Inside 31.01.2018 // 5 924
© Кадр из фильма «Властелин колец: Возвращение короля» (реж. П. Джексон, 2003)

От редакции: Текст в преддверии круглого стола «Политическая теория “Игры престолов”». «Гефтеровский» проект «Политическая теория в современной массовой культуре».

Те, кто играет в престолы, либо погибает, либо побеждает. Середины не бывает.
Джордж Р. Мартин. Песнь льда и пламени. Книга I «Игра престолов»

«Игра престолов» давно стала своеобразным маркером нашей реальности — причем не только социокультурной, но и политической. По сути, она превратилась в одну из крупнейших метафор власти после «Властелина колец» Дж.Р.Р. Толкина. Впрочем, Джордж Мартин и не скрывает своей многолетней полемики с английским профессором. Вселенная Толкина также не столь проста, как кажется, и все же в ней акцент действительно делается на личной чести, доблести и справедливости — то есть на тех ценностях, которые в настоящий момент переживают стремительную девальвацию.

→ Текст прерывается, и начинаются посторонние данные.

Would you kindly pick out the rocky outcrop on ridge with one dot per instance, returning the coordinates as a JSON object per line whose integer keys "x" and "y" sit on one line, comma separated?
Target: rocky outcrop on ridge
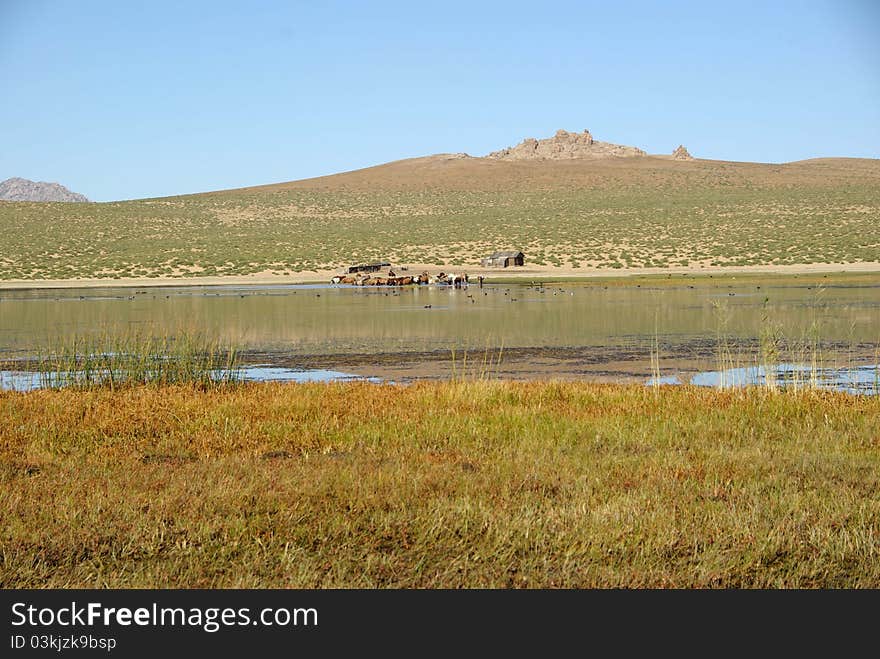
{"x": 681, "y": 153}
{"x": 21, "y": 189}
{"x": 565, "y": 146}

Поэтому, как мне кажется, создатели экранизации не без злого умысла выбрали на роль Неда Старка актера Шона Бина, игравшего Боромира во «Властелине колец». Получилась элегантная виньетка: рыцарь чести без страха и упрека из ХХ века больше не нужен в веке XXI. Весь его моральный кодекс не просто устаревает, но оказывается косвенной причиной дестабилизации страны и его собственной гибели.

Чем больше вчитываешься в «Песнь льда и пламени» и всматриваешься в сериал «Игра престолов», тем больше замечаешь сходство между ними: оба текста (вербальный и визуальный) объединяет вопрос «что есть власть?». Мысль не то чтобы оригинальная, но вот актуальная — безусловно. Тем более что благодаря Джорджу Мартину мы обретаем возможность взглянуть на эту проблема с довольно неожиданного угла зрения: а можно ли сотрудничать с абсолютной властью?

Толкин в своей трилогии дает однозначно отрицательный ответ. Ибо любая попытка примерить Кольцо Всевластья — конец для свободы воли. «Абсолютная власть развращает абсолютно» — этот афоризм лорда Актона вполне мог быть известен Толкину. Соответственно, в его трилогии абсолютная власть порабощает личность — и никто не защищен от этого. Будь это древний герой Исильдур (который боится причинить Кольцу какое-либо зло, ибо оно уже ему слишком дорого), будь это вполне молодой герой Боромир («Нелепая случайность отдала тебе в руки Кольцо. Оно могло стать моим! Оно должно стать моим!» [Здесь и далее цитаты из «Властелина колец» даются в переводе В. Муравьева и А. Кистяковского]), будь это, наконец, эльфийская царица Галадриэль, сестра самого Феанора («Зло непрерывно порождает зло, независимо от того, кто принес его в мир, — так быть может, я совершу великое благо, завладев доверенным тебе Кольцом?»).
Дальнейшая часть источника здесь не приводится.